Investigators looking into the Christmas Day blast on a Nashville street now believe that the huge explosion was the result of a suicide bombing, two law enforcement sources familiar with the investigation told CNN.

It follows the news that investigators found human remains near the site of the powerful blast, according to CBS News.

Nashville’s police chief John Drake revealed on Friday evening that tissue had been discovered. 

The tissue was confirmed to be from a human following DNA tests on Saturday, according to a report from the Federal Emergency Management Agency seen by USA Today.

It is believed that whoever set off the bomb was likely killed in the explosion, law enforcement sources told CBS News.

FBI agents are now trying to locate the mother of a leading suspect, two law enforcement officers told Newsweek.

On Saturday, multiple news outlets reported that Nashville police were investigating a “person of interest.” He has since been identified as 63-year-old Anthony Quinn Warner.

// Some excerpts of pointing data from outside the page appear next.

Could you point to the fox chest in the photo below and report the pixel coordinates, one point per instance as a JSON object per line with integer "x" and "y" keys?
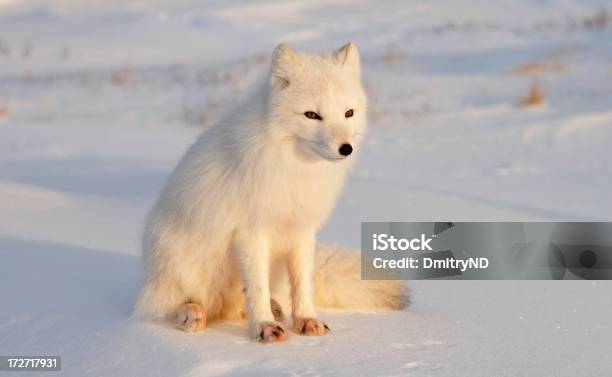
{"x": 300, "y": 203}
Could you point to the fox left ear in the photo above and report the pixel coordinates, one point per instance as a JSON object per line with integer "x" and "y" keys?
{"x": 348, "y": 57}
{"x": 285, "y": 66}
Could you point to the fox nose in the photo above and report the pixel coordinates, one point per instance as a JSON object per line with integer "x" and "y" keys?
{"x": 345, "y": 149}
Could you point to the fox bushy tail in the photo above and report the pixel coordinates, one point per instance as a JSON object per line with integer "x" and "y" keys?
{"x": 338, "y": 283}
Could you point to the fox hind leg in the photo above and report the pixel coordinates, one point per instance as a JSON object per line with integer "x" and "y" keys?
{"x": 191, "y": 318}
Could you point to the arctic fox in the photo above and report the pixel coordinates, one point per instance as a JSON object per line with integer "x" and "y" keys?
{"x": 237, "y": 219}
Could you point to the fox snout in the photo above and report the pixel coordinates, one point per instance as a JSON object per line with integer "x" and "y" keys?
{"x": 345, "y": 149}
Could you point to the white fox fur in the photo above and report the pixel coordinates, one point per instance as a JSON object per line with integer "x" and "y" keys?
{"x": 241, "y": 210}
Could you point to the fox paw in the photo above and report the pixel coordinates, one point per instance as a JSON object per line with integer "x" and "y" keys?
{"x": 310, "y": 326}
{"x": 190, "y": 317}
{"x": 270, "y": 332}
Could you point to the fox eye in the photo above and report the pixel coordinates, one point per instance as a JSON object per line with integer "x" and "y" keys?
{"x": 312, "y": 115}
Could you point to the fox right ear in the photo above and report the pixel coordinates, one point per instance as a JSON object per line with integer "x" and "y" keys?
{"x": 285, "y": 65}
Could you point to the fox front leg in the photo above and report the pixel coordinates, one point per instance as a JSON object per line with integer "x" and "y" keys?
{"x": 253, "y": 256}
{"x": 300, "y": 264}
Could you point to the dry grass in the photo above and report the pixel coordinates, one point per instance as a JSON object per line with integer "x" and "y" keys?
{"x": 598, "y": 21}
{"x": 535, "y": 96}
{"x": 537, "y": 68}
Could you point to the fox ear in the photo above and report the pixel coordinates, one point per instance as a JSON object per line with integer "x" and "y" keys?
{"x": 285, "y": 65}
{"x": 348, "y": 57}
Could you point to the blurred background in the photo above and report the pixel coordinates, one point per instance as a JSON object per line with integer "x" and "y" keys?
{"x": 479, "y": 110}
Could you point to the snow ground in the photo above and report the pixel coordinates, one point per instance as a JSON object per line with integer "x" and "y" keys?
{"x": 99, "y": 99}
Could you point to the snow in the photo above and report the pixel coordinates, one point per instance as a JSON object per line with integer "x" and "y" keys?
{"x": 99, "y": 99}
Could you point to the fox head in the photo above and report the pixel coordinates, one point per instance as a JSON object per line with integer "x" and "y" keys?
{"x": 318, "y": 102}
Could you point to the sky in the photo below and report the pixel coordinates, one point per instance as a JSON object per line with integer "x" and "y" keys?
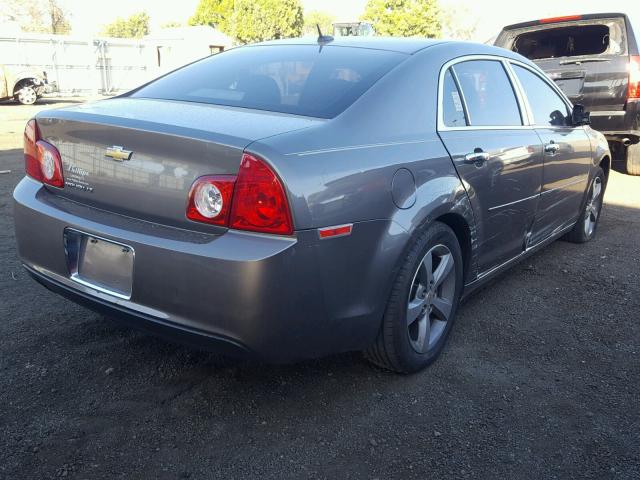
{"x": 488, "y": 15}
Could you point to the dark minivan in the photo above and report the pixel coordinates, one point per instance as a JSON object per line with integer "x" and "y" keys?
{"x": 595, "y": 60}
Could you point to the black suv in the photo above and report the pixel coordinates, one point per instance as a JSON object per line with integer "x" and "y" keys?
{"x": 594, "y": 59}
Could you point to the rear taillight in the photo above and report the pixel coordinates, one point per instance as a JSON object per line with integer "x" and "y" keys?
{"x": 42, "y": 160}
{"x": 210, "y": 199}
{"x": 255, "y": 200}
{"x": 259, "y": 201}
{"x": 634, "y": 77}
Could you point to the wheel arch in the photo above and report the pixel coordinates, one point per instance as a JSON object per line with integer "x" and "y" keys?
{"x": 605, "y": 164}
{"x": 462, "y": 230}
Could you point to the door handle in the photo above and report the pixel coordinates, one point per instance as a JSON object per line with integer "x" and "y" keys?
{"x": 478, "y": 157}
{"x": 551, "y": 148}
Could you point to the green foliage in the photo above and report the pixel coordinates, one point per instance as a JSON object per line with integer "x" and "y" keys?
{"x": 215, "y": 13}
{"x": 405, "y": 18}
{"x": 258, "y": 20}
{"x": 314, "y": 18}
{"x": 136, "y": 26}
{"x": 41, "y": 16}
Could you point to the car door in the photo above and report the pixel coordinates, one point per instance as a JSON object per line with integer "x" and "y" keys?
{"x": 497, "y": 156}
{"x": 566, "y": 150}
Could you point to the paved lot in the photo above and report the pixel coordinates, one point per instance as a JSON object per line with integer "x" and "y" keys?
{"x": 541, "y": 379}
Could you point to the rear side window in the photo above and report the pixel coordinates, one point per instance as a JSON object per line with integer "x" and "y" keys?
{"x": 298, "y": 79}
{"x": 607, "y": 37}
{"x": 547, "y": 106}
{"x": 488, "y": 93}
{"x": 453, "y": 111}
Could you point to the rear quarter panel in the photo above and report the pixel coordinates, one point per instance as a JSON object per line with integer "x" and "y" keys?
{"x": 343, "y": 170}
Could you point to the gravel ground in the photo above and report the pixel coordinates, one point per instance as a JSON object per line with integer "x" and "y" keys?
{"x": 541, "y": 379}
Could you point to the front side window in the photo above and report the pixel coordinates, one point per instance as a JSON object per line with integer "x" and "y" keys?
{"x": 488, "y": 93}
{"x": 547, "y": 106}
{"x": 298, "y": 79}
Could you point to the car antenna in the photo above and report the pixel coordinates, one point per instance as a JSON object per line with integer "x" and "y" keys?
{"x": 322, "y": 39}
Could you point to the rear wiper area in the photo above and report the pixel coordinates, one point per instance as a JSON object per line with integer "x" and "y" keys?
{"x": 578, "y": 61}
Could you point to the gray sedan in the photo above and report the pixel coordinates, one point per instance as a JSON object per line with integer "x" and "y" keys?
{"x": 295, "y": 199}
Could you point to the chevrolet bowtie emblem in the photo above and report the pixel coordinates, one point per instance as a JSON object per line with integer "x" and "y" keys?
{"x": 118, "y": 153}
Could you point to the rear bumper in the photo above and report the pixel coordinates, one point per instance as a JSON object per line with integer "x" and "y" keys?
{"x": 140, "y": 320}
{"x": 617, "y": 125}
{"x": 276, "y": 298}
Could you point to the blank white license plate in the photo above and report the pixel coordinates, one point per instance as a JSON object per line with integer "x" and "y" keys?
{"x": 99, "y": 263}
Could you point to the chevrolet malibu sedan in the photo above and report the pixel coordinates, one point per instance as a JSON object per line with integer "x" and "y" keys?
{"x": 295, "y": 199}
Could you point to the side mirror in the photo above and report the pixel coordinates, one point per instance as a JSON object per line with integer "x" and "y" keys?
{"x": 579, "y": 116}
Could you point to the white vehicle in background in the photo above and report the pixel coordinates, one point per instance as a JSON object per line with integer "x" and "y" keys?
{"x": 353, "y": 29}
{"x": 23, "y": 85}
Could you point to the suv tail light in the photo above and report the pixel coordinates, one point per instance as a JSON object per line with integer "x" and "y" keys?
{"x": 634, "y": 77}
{"x": 255, "y": 200}
{"x": 42, "y": 160}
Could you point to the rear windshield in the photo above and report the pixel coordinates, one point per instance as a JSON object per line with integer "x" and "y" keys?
{"x": 576, "y": 40}
{"x": 298, "y": 79}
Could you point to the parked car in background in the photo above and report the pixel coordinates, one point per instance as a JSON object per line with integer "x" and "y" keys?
{"x": 353, "y": 29}
{"x": 595, "y": 60}
{"x": 23, "y": 85}
{"x": 289, "y": 201}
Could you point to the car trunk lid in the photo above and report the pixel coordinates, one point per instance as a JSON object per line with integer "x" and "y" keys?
{"x": 587, "y": 57}
{"x": 139, "y": 157}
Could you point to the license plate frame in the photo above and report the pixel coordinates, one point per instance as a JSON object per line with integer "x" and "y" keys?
{"x": 99, "y": 263}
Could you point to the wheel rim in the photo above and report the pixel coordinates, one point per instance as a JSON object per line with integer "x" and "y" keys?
{"x": 431, "y": 298}
{"x": 592, "y": 210}
{"x": 27, "y": 95}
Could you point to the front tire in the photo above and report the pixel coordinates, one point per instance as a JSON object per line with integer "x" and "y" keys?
{"x": 423, "y": 303}
{"x": 585, "y": 228}
{"x": 633, "y": 159}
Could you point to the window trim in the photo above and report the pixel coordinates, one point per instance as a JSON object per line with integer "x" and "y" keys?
{"x": 550, "y": 83}
{"x": 456, "y": 82}
{"x": 521, "y": 99}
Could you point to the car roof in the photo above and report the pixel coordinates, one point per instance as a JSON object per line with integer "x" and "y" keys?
{"x": 402, "y": 45}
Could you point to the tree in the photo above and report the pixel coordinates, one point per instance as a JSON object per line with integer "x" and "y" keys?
{"x": 171, "y": 25}
{"x": 41, "y": 16}
{"x": 405, "y": 18}
{"x": 314, "y": 18}
{"x": 136, "y": 26}
{"x": 258, "y": 20}
{"x": 215, "y": 13}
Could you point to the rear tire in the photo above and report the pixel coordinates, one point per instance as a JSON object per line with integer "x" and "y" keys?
{"x": 586, "y": 226}
{"x": 633, "y": 159}
{"x": 423, "y": 303}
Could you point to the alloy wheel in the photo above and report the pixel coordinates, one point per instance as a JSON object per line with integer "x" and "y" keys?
{"x": 592, "y": 209}
{"x": 27, "y": 96}
{"x": 431, "y": 298}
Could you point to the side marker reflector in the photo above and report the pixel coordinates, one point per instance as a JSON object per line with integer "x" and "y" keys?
{"x": 335, "y": 231}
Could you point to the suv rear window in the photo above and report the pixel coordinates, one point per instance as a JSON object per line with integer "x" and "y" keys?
{"x": 605, "y": 37}
{"x": 298, "y": 79}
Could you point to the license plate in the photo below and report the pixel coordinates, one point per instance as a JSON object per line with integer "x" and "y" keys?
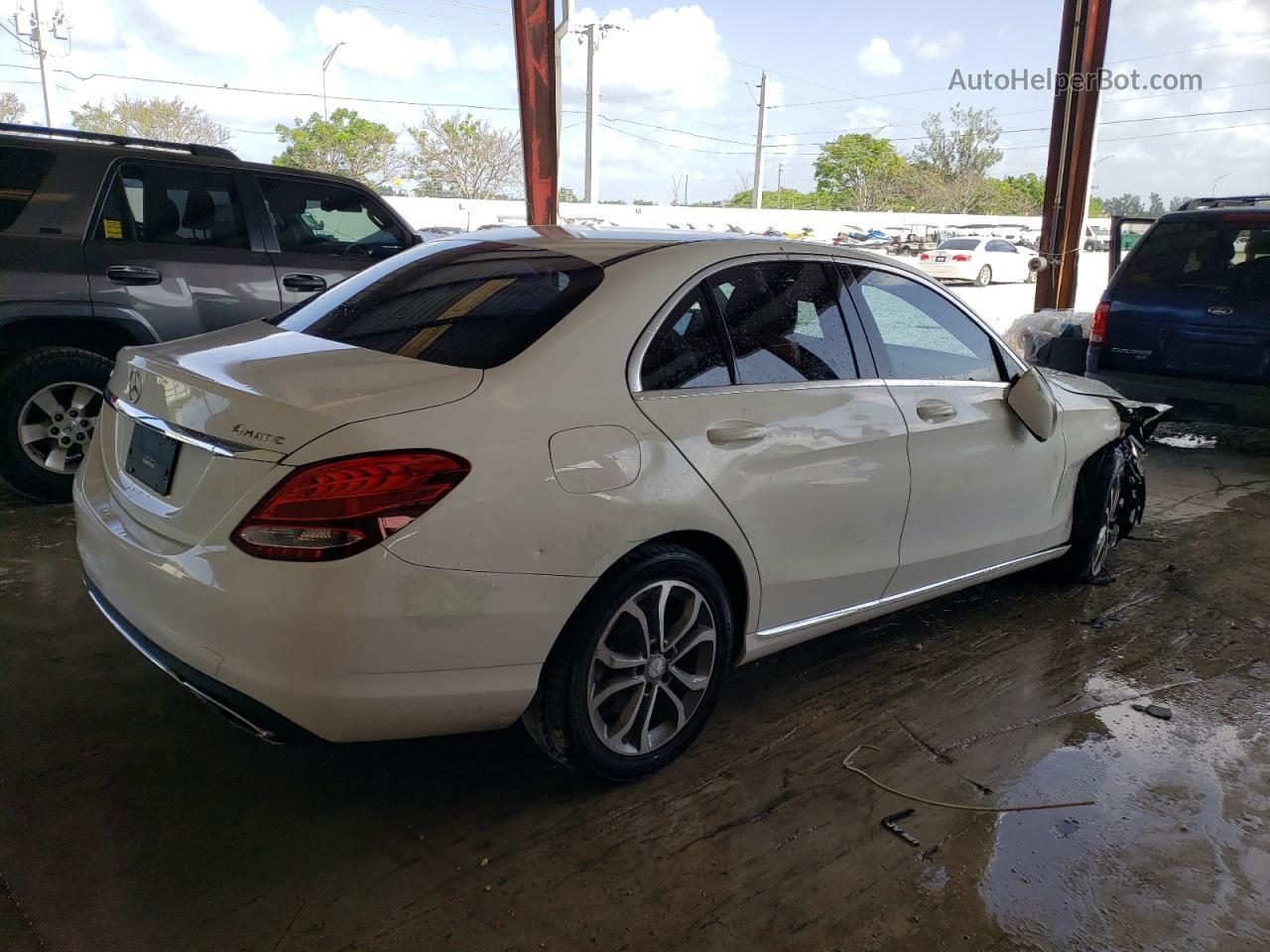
{"x": 151, "y": 458}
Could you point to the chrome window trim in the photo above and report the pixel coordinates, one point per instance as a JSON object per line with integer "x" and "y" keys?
{"x": 212, "y": 444}
{"x": 792, "y": 627}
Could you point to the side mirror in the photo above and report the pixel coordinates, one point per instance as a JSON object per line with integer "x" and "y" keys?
{"x": 1034, "y": 404}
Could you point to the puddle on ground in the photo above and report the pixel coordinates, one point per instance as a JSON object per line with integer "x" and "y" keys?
{"x": 1164, "y": 857}
{"x": 1188, "y": 440}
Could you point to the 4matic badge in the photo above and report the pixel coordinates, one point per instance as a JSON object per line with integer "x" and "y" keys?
{"x": 261, "y": 435}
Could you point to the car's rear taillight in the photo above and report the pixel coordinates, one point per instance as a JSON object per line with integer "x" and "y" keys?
{"x": 1098, "y": 326}
{"x": 336, "y": 508}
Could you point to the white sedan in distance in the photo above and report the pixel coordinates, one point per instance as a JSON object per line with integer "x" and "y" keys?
{"x": 979, "y": 261}
{"x": 572, "y": 477}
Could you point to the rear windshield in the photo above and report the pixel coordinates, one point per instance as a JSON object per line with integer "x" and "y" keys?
{"x": 21, "y": 173}
{"x": 1220, "y": 255}
{"x": 475, "y": 304}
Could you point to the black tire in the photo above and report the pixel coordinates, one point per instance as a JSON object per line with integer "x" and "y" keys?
{"x": 559, "y": 717}
{"x": 1096, "y": 517}
{"x": 26, "y": 376}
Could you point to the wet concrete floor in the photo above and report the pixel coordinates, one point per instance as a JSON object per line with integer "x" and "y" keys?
{"x": 134, "y": 819}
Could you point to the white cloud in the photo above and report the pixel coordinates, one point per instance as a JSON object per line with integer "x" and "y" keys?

FBI agents searched Warner’s home in Antioch, Tennessee, on Saturday afternoon. He owned an RV that was a similar make and model to the one used in Friday’s explosion, according to CBS News.

nashville bomb rv
An image of Anthony Quinn Warner’s RV, outside his home in Antioch, Tennessee.

The RV had previously been pictured in Google Street View searches of Warner’s property, but it has not been seen on his driveway since at least the day of the explosion, reported Newsweek.

On Friday, authorities had already confirmed that the blast was likely ‘intentional’.

Nashville’s mayor John Cooper later said: “Initial evidence does show that it was a deliberate bomb being set off in our community.”

The blast injured three civilians and damaged 41 buildings.

The FBI is currently seeking information on the explosion. More than 500 tips have been received since the blast took place.